Contrastive loss decreases drastically

Currently doing contrastive learning on a dual-stream model with one XLM-RoBERTa and a CLIP-text model, loading the pretrained parameters and adding a new pooler for projecting [CLS], calculating with infoNCE loss.

image

But as the loss curve shows, contrastive loss decreases drastically, reaching near 0 at about 2000 steps (sometimes even faster with larger lr), and if it keeps training, the loss will suddenly jump to about 4, I think it is caused by gradient explosion.

I’ve added autograd and scaler for fp16 training and I think it’s used correctly, here is a snippet.

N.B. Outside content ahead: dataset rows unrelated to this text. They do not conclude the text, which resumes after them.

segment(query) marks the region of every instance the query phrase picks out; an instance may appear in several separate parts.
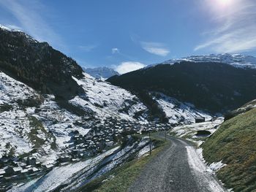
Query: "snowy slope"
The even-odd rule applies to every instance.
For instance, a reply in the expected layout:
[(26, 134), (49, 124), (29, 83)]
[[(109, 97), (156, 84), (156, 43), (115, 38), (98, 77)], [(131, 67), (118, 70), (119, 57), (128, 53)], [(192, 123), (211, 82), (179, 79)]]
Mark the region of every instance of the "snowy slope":
[[(74, 125), (82, 118), (60, 108), (53, 101), (54, 96), (41, 97), (32, 88), (0, 72), (0, 158), (37, 148), (39, 153), (35, 155), (47, 164), (56, 160), (56, 153), (67, 145), (70, 132), (89, 131)], [(38, 107), (29, 106), (28, 101), (37, 100), (42, 100)]]
[[(94, 113), (94, 120), (107, 117), (146, 122), (146, 107), (128, 91), (85, 74), (78, 80), (86, 96), (76, 96), (69, 102)], [(19, 155), (37, 148), (34, 154), (44, 164), (53, 163), (57, 153), (70, 145), (72, 132), (82, 136), (90, 130), (94, 120), (88, 120), (60, 107), (53, 95), (37, 93), (26, 85), (0, 72), (0, 158)], [(37, 101), (37, 106), (34, 103)], [(33, 103), (31, 106), (30, 103)], [(78, 125), (77, 122), (82, 123)]]
[(71, 104), (85, 111), (95, 112), (100, 119), (115, 117), (135, 121), (136, 113), (142, 112), (143, 115), (139, 119), (146, 120), (147, 108), (138, 97), (124, 89), (97, 80), (86, 73), (83, 74), (85, 77), (81, 80), (73, 79), (83, 88), (86, 95), (75, 97), (69, 101)]
[(200, 117), (204, 117), (206, 120), (211, 118), (207, 113), (197, 110), (192, 104), (181, 102), (161, 93), (154, 92), (151, 95), (165, 112), (171, 124), (192, 123), (195, 122), (195, 118)]
[(106, 66), (96, 67), (96, 68), (83, 68), (83, 69), (87, 74), (97, 79), (108, 79), (114, 75), (118, 75), (119, 74), (111, 68)]
[[(256, 58), (241, 54), (210, 54), (205, 55), (192, 55), (181, 58), (174, 58), (166, 61), (162, 64), (173, 64), (181, 61), (192, 62), (217, 62), (227, 64), (236, 67), (248, 67), (256, 69)], [(155, 66), (155, 65), (152, 65)], [(152, 66), (148, 66), (147, 67)]]

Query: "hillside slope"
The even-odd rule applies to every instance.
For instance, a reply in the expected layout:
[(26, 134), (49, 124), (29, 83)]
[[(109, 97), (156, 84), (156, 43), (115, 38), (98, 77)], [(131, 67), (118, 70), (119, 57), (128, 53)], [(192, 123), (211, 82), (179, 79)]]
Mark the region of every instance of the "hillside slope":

def ttc_iter(model, batch, optimizer, scaler, metric_logger, device):
    train_batch = [t.to(device) if t is not None else None for t in batch]

    optimizer.zero_grad()

    with autocast():
        loss = model(train_batch)

    scaler.scale(loss['loss_itc']).backward()
    metric_logger.update(loss_mln_eng_ttc=loss['loss_itc'].item())

    scaler.unscale_(optimizer)
    torch.nn.utils.clip_grad_norm_(model.parameters(), 1.0)

    scaler.step(optimizer)
    scaler.update()

    return loss

I couldn’t figure out where the problem occurs, maybe somewhere in the model (since I have added additional encoder layers to the encoder structure)? Thanks for any suggestions in advance!